Vertical Stacked Voltage CPU Regulator Delivers 10x Power

June 08, 2022 by Darshil Patel

Princeton researchers have found a way to deliver 10 times the power to processors with a compact but high-powered and efficient device.

CMOS semiconductor technology has followed Moore's law for the last few decades. This trend will continue in the foreseeable future. However, a consequence of this technology scaling is the increased power density because the transistors are scaling faster than the power per transistor.

Current high-performance computing systems comprise billions of transistors switching at ultra-fast speeds, consuming hundreds of amperes of current at low voltages in a small area—the number of processing cores in a processor double with every technology generation. Current graphical processing units (GPUs) incorporate hundreds of parallel processing units in a single chip. These trends result in requirements to improve the power density and current area density of the power electronics.

The problem becomes more prominent in applications such as data centers, where power consumption is significantly high. Also, most data centers run at high voltage levels of around 48V to reduce power distribution. Therefore, efficient power delivery architectures with high-power density and high bandwidth need to be developed.


Problems with Current Power Delivery Networks

The voltage regulators or any other power supply block is often bulky and cannot directly connect to the targeted microprocessor. To establish this connection, interconnect wires are used, and wires have parasitic resistance and inductance. Large currents flowing through these wires can create time-varying fluctuations of the voltage delivered to the processor, creating reliability issues.

Therefore, a suitable power delivery network must be implemented between the target integrated system and the power supply to regulate the voltage for the required current to be supplied to the transistors.

One of the solutions to this problem is to stack multiple silicon dies vertically and connect them via through-silicon vias. Three-dimensional (3D) integration or vertical stacks provide significantly more bandwidth required for faster integrated circuits.

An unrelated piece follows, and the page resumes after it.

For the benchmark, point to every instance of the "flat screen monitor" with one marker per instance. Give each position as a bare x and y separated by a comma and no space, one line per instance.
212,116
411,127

Vertical Stacked Voltage Regulator

The researchers at Princeton University developed a 48 - 1V two-stage converter featuring 3D stacked packaging for miniaturized size and fast speed. As mentioned in the earlier section, power supply blocks are bulky and cannot directly connect to the target processor. Therefore, the Princeton researchers aim to make the footprint area of voltage regulators smaller than any microprocessor to enable multiple system-level opportunities.


The new small-scale but high-power-density power system for computers. Image used courtesy of Princeton University


They chose a switched capacitor-based topology because these topologies are transformerless, offer reduced device voltage and current stress, and can provide soft charging and soft switching. The researchers developed a modular and scalable 48 - 1 V voltage regulator with the linear extendable group operated point-of-load (LEGO-PoL) architecture to achieve high current density. Their regulator can vertically deliver power to the target systems and consists of coupled inductors for soft switching to reduce the size and improve the system performance during the transient.


Topology of a two-stage LEGO-PoL converter with 48-V input voltage and 1-V output voltage. Image used courtesy of Princeton University.


The team of researchers fabricated a vertically stacked 48 - 1V voltage regulator with vertically coupled inductors to deliver 780A of output current at a 0.8 - 1.5V regulated voltage range. Their prototype achieves a peak efficiency of 91.1% and can attain a power density of 1000W per cubic inch. However, the system must be liquid-cooled when operating above 450A to maintain junction temperatures below 95 degrees Celsius.

The researchers are now aiming to achieve the area density of 4.5W/mm2 while maintaining high efficiency. For this, they plan to improve the vertically stacked inductors and capacitors to reduce the height and weight of the system.